ABSTRACT

Language and culture have not been seen by everyone as inseparable as they might be seen today by an applied linguist. Indeed, the study of language was since its inception the domain of linguists, not anthropologists, and language teaching was about the teaching of linguistic forms, not foreign cultures. There is no better illustration of this than the Cornell model of teaching foreign languages. At Cornell University in the United States, after World War II, the study of foreign languages was taken out of departments of foreign language and literature and clustered together under the purview of linguists who had supported the war effort and taught languages according to the new audiolingual or Army method (Stern 1983). The prestige of linguistics and the new technology of the language laboratory encouraged an emphasis on language as skill, not as cultural understanding. The foundation of the English Language Institute at the University of Michigan in 1941

and of the School of Applied Linguistics at the University of Edinburgh in 1957 are generally seen as the beginning of the field of applied linguistics. At that time, the study of language was distinct from the study of both literature (big C Culture) and anthropology (little c culture). On the one hand, linguists and grammarians, following the path set by Saussure, studied language as a closed system of signs shared by all members of a community of ideal native speakers. On the other hand, cultural anthropologists like Lévi-Strauss studied culture as a closed system of relational structures shared by homogeneous social groups in exotic primitive societies. Oddly enough, the legacy of scholars who were both anthropologists and linguists, like Wilhelm von Humboldt, Bronislaw Malinowski, Edward Sapir, and Benjamin Whorf did not initially influence the emerging field of applied linguistics.

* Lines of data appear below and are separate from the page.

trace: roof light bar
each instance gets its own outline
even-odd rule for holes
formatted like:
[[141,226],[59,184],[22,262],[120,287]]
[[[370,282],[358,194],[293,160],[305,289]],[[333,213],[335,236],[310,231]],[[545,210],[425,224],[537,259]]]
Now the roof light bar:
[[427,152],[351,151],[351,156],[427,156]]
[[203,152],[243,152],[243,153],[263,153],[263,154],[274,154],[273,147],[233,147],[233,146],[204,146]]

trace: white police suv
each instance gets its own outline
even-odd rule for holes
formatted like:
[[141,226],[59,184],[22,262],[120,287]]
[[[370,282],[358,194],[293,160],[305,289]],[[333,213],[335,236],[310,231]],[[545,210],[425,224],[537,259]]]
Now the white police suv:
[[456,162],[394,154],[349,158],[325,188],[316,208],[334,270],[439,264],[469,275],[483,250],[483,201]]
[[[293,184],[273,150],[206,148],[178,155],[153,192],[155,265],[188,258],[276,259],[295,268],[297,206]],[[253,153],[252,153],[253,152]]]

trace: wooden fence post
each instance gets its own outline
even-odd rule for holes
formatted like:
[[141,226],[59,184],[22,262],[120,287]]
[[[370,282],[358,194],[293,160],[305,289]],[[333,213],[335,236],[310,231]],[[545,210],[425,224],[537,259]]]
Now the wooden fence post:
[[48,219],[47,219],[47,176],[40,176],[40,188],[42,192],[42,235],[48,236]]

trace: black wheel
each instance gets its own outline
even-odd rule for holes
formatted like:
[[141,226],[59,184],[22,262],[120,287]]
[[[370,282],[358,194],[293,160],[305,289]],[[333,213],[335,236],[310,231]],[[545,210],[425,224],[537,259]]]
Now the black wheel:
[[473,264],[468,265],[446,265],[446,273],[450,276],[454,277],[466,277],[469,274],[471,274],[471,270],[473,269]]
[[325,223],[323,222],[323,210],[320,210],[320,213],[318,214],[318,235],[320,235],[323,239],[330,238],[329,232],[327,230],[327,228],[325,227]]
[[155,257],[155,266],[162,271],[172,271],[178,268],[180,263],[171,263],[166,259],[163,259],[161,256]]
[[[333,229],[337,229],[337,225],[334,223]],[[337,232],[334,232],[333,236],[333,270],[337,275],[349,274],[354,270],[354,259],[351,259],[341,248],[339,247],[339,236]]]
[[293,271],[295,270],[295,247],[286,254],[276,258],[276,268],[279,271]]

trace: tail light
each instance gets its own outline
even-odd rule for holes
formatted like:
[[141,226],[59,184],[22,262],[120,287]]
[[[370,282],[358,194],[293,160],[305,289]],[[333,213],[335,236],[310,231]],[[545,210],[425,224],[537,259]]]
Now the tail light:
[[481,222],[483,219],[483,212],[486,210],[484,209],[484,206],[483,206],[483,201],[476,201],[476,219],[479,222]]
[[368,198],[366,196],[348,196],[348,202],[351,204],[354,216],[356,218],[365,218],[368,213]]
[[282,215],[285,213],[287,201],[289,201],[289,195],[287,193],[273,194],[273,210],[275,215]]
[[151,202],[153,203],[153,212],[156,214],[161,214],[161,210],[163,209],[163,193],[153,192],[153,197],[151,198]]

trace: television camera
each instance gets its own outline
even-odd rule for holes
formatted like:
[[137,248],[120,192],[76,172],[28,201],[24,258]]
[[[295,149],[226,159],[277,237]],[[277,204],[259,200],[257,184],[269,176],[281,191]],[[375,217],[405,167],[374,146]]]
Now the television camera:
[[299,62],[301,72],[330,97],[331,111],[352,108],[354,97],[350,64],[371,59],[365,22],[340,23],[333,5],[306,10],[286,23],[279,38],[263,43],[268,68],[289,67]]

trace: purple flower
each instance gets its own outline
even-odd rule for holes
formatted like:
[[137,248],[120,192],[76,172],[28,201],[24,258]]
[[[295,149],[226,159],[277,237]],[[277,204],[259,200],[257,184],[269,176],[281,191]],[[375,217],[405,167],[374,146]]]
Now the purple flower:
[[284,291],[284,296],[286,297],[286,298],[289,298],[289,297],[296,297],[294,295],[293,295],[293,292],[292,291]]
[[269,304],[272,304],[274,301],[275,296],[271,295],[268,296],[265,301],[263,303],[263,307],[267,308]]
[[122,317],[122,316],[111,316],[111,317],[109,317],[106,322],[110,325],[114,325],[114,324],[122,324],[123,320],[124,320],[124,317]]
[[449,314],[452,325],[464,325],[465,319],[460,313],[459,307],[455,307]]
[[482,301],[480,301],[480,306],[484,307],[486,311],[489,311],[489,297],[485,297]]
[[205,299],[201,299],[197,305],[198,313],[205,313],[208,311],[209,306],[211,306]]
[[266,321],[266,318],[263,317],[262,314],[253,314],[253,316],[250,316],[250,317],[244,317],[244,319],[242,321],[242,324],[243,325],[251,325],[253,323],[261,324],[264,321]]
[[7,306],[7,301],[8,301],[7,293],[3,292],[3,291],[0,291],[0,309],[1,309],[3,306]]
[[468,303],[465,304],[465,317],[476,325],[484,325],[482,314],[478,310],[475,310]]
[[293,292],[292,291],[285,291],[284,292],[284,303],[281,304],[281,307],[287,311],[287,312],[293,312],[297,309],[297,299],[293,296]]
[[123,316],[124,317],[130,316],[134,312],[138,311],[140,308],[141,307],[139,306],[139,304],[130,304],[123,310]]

For example, even though attention was paid early on to the social context of second language acquisition (SLA) and to acculturation factors in SLA, the Sapir-Whorf hypothesis, that posited the constructivist relation of language and thought and the mutual dependency of linguistic forms and cultural worldviews (for a review, see Kramsch 2004), was not taken seriously among psycholinguists, many of whom had studied under Noam Chomsky (see, for example, Pinker 1994: ch. 3).